Next presentation on February 5, 2015 to address ‘Art, Science, and Surgery’

By Gregg Shields

Dr. Sumeet S. Teotia, a physician, plastic surgeon, classical artist, and medical illustrator, will present an analysis of the process of creating a beautiful drawing and compare that to his work as a plastic surgeon in his President’s Lecture Series presentation, “Art, Science, and Surgery: A Plastic Surgeon’s Perspective.”

Dr. Sumeet S. Teotia
Dr. Sumeet S. Teotia

In the first President’s Lecture of 2015, Dr. Teotia will explore how fine art and well-crafted plastic surgery come from similar origins – an imitation of nature – in a presentation on Thursday, Feb. 5, at 4 p.m. in the Tom and Lula Gooch Auditorium on South Campus. A reception will follow the presentation.

>“Becoming a skillful self-critical surgeon requires training,” said Dr. Teotia, “and becoming an artist is no less rigorous.”

His lecture will provide a step-by-step analysis of how an artist can create an academic professional drawing starting with simple shapes and progressing to tones and half-tones in shadow, and compare that with each step to the process of plastic surgery.

Dr.
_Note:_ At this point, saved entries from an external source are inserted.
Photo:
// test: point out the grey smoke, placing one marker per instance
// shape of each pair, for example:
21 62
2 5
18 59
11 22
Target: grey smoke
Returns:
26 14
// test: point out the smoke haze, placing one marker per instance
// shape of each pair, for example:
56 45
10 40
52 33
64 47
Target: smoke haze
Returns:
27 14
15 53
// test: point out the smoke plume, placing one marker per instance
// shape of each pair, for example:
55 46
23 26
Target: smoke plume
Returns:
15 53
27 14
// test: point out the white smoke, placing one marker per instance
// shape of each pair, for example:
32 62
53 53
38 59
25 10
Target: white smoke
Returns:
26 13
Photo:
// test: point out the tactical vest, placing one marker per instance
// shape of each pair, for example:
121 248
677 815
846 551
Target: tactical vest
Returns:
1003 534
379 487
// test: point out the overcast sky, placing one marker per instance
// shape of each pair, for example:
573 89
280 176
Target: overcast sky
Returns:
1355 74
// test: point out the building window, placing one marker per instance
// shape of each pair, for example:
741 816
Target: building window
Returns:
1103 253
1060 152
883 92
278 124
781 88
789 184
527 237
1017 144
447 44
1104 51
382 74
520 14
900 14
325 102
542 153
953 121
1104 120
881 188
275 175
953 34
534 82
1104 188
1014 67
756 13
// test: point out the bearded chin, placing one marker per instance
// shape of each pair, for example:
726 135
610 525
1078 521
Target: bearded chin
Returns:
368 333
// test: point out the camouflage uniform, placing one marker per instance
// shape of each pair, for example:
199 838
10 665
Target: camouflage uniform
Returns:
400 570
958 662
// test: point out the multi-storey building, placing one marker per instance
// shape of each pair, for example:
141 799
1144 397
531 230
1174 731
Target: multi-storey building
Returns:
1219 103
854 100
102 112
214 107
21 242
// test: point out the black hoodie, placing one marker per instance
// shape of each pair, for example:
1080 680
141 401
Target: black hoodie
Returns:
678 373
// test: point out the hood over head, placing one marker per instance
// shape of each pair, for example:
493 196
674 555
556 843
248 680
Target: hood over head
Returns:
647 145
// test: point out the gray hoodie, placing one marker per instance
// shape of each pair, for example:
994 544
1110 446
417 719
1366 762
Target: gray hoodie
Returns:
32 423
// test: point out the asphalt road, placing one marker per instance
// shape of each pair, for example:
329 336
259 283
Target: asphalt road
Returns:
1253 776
Teotia, Assistant Professor of Plastic Surgery, leads UT Southwestern’s breast reconstruction program and is closely involved with the breast cancer team – surgical oncologists, medical and radiation oncologists, and geneticists – at the Harold C. Simmons Cancer Center.

A classically trained draughtsman and artist, Dr. Teotia is a surgical expert in breast reconstruction, which is at the core of his practice as part of multidisciplinary cancer care at the Medical Center. He combines his artistic background with science and surgery and attempts to achieve a beautiful harmony that is grounded in an honest visual reality.

He has performed more than 500 soft-tissue microvascular reconstruction flap procedures of the breast only, and also specializes in nipple sparing mastectomy reconstruction as part of an implant-based reconstruction practice. With the help of his partners, he works closely with a highly specialized breast-only reconstructive team at UT Southwestern, ultimately benefitting the patient with high success and helping advance techniques that are pioneering and creative to obtain a superior surgical result.

“Fine art is an interpretation of visual nature,” Dr. Teotia explained. “Ultimately it’s about seeing and observing, and both art and surgery must copy nature first. The difference between art and nature is that one imitates the other.”

Dr. Teotia quoted Leonardo da Vinci, “Human subtlety will never devise an invention more beautiful, more simple or more direct than does nature because in her inventions nothing is lacking, and nothing is superfluous.”

Of course, da Vinci is known for his dissection of cadavers to study the human figure, but is more famous for his artistic efforts like the “Mona Lisa and the “Last Supper.

“Plastic surgery has the added burden of dealing with flesh and imperfection. Dealing with the limitations of time and flesh; that is what makes plastic surgery imperfect,” said Dr. Teotia.

But art or plastic surgery is both a continuing process of self criticism and observation, he noted.

“The longest scars can come from plastic surgery, but you didn’t get the Sistine Chapel ceiling without years of scaffolding,” Dr. Teotia said.

A UT Southwestern faculty member since 2009, Dr. Teotia earned a bachelor’s degree in theoretical mathematics and a medical degree from the University of Virginia. He then completed a surgery internship at the Mayo Clinic in Rochester, Minnesota, and a general surgery residency at the Mayo Clinic in Scottsdale, Arizona. Additionally, he was a clinical investigator in cardiothoracic surgery and transplantation at the Mayo Clinic-Rochester, with a focus in cardiac xenotransplantation. Dr. Teotia then completed a residency in plastic and reconstructive surgery at the University of North Carolina, Chapel Hill, and subsequently did a fellowship in aesthetic plastic surgery at UT Southwestern and Dallas Plastic Surgery Institute.